Il giovane Sindaco
Il giovane Sindaco, ormai mi chiamano tutti così. Non so in quanti diano a questa definizione un che di positivo. Da noi ormai siamo abituati a riconoscere il merito a chi ha una rete, una rete di conoscenze che a me ha sempre dato l’idea di una ragnatela, e noi tutti stupidi insetti che vediamo il bello nel ragno famelico. Oggi si tirano le somme, nel vero senso della parola. Oggi si conta, si mettono i numeri uno sopra l’altro e non è affatto certo che vinca il migliore. La politica è diventata una gara, ma nulla a che fare con l’agone nobile dei cavalieri. Il codice sportivo non esiste, il rispetto dell’avversario è sconosciuto. Si gioca a distruggere l’altro e se poi gli argomenti sono fasulli, poco importa. In questi giorni che girano come una trottola il tempo per riflettere è poco e abbindolare l’elettore è cosa facile.
Gli scivolosi spaghetti ai frutti di mare mi hanno riempito il sangue di zuccheri vitali, l’alcool leggero del bianco della mia terra mi ha alleggerito i pensieri, la risata della donna che amo mi ha ripulito dai dispiaceri
Oggi è il primo giorno di un mese a me caro, oggi è un principio e sto sperando con tutte le viscere che sia un segnale, che questa giornata porti la gente per le strade, che il paese si riempia di persone. Vorrei tanto che tutti si toccassero, si mischiassero, si riconoscessero, si unissero sotto la stessa identità. Vorrei che oggi iniziasse la festa dei sorrisi, degli abbracci, dello scambio, delle parole. Vorrei che il tepore di questo sole potessimo sentirlo anche d’inverno, e chi se ne frega della pioggia e del gelo.
Ci sono candidati, attivisti, elettori. Neppure i bambini mancano.

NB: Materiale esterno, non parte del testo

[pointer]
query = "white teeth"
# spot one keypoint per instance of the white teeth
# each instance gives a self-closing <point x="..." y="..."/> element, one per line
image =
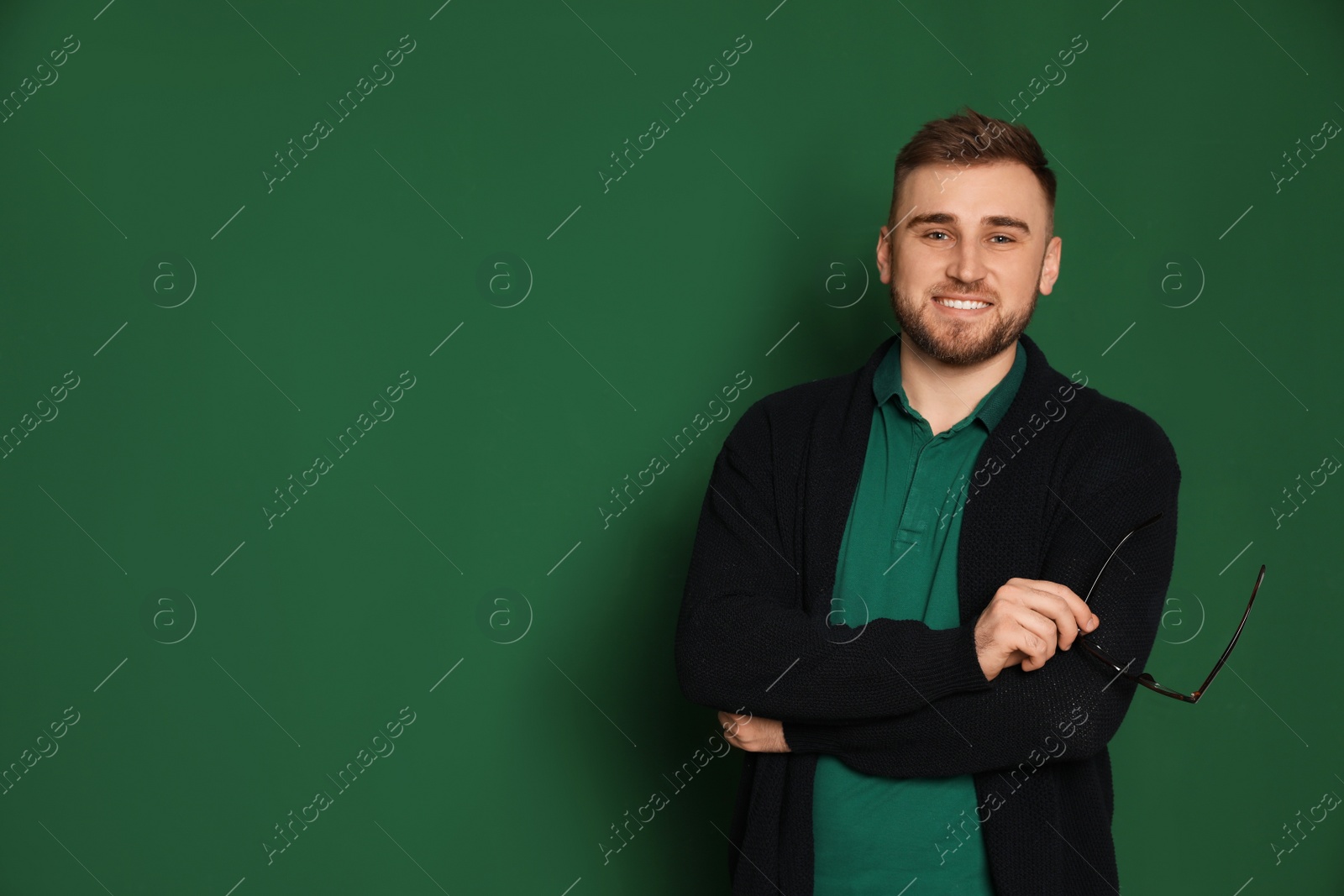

È un vociare senza sosta, sento risate, esclamazioni di saluto, battute. Qualcuno cerca ristoro sui balconi, ma è un attimo, li vedo rientrare per chiedere di nuovo a che punto siamo
Nello stato in cui sono meglio tornare di sopra: nessun computer, nessuna connessione. Meglio così. Ho bisogno di pensare, di vivere tranquillamente la mia paura. Sì, ho paura, ne ho davvero tanta. Ho parlato con una signora anziana l’altro giorno. Mi ha chiesto di non tradirla, mi ha raccontato che aspetta da una vita che cambi il vento. Mi ha detto della sua delusione, mi ha parlato di come tutto intorno a lei sia mutato, di come qualcuno si sia lanciato in una corsa folle che ha lasciato indietro tanti, di come qualche avvoltoio ha abbracciato la causa di una modernità consumistica che ha coperto colori e bellezza, lasciando dietro di sé solo cemento scolorito. Mi ha raccontato dei sapori della sua terra che sono sepolti sotto anni di incuria, di menefreghismo, di tesori dimenticati poco utili alla logica di profitti immediati e tossici. Come lei tanti che si sentono in terra di nessuno a casa propria. Per questo ho paura. Non voglio e non devo deluderli. Devo rimanere freddo. Devo raccogliere i miei pensieri, metterli in fila, organizzarli. Andrò come un treno, spedito, su binari nuovi di zecca e mi fermerò nelle stazioni quando ci sarà bisogno di ascoltare, di capire. Di imbarcare altri viaggiatori e portarli con me ad assaporare un sogno. Sento le grida di sotto, mi sa che stiamo andando bene. Sono un unico fascio di nervi. Mi muovo lento come un automa. Quasi non ci credo che possa essere vero. Lancio uno sguardo in fondo alla stanza. La mia giacca è lì, appesa, ancora avvolta nella carta della lavanderia. È la mia preferita, comoda, scura ma informale. Fa un caldo boia, ma la indosserò nel caso dovesse succedere davvero.
Sento qualcosa che spinge forte negli occhi, saranno lacrime, ma le caccio via insieme ad una strana vertigine che mi fa perdere l’equilibrio
Sono frastornato, confuso, lusingato, orgoglioso, felice, sorrido, lo sento, sorrido con tutta l’ampiezza che la bocca mi permette. Mi sto sciogliendo in abbracci d’affetto. I ragazzi sono emozionati, vedo centinaia di occhi lucidi, di occhi che guardano a domani, al dopo. Mi accorgo che l’entusiasmo vero sta partendo adesso. Finora era stato solo impegno, sento che li avrò con me, tutti. Scendo a guardare i monitor. È tutto vero. Il mio tachimetro segna la velocità più alta. Sono davvero il giovane Sindaco. Oggi si fa festa, tutti insieme. Da domani si lavora.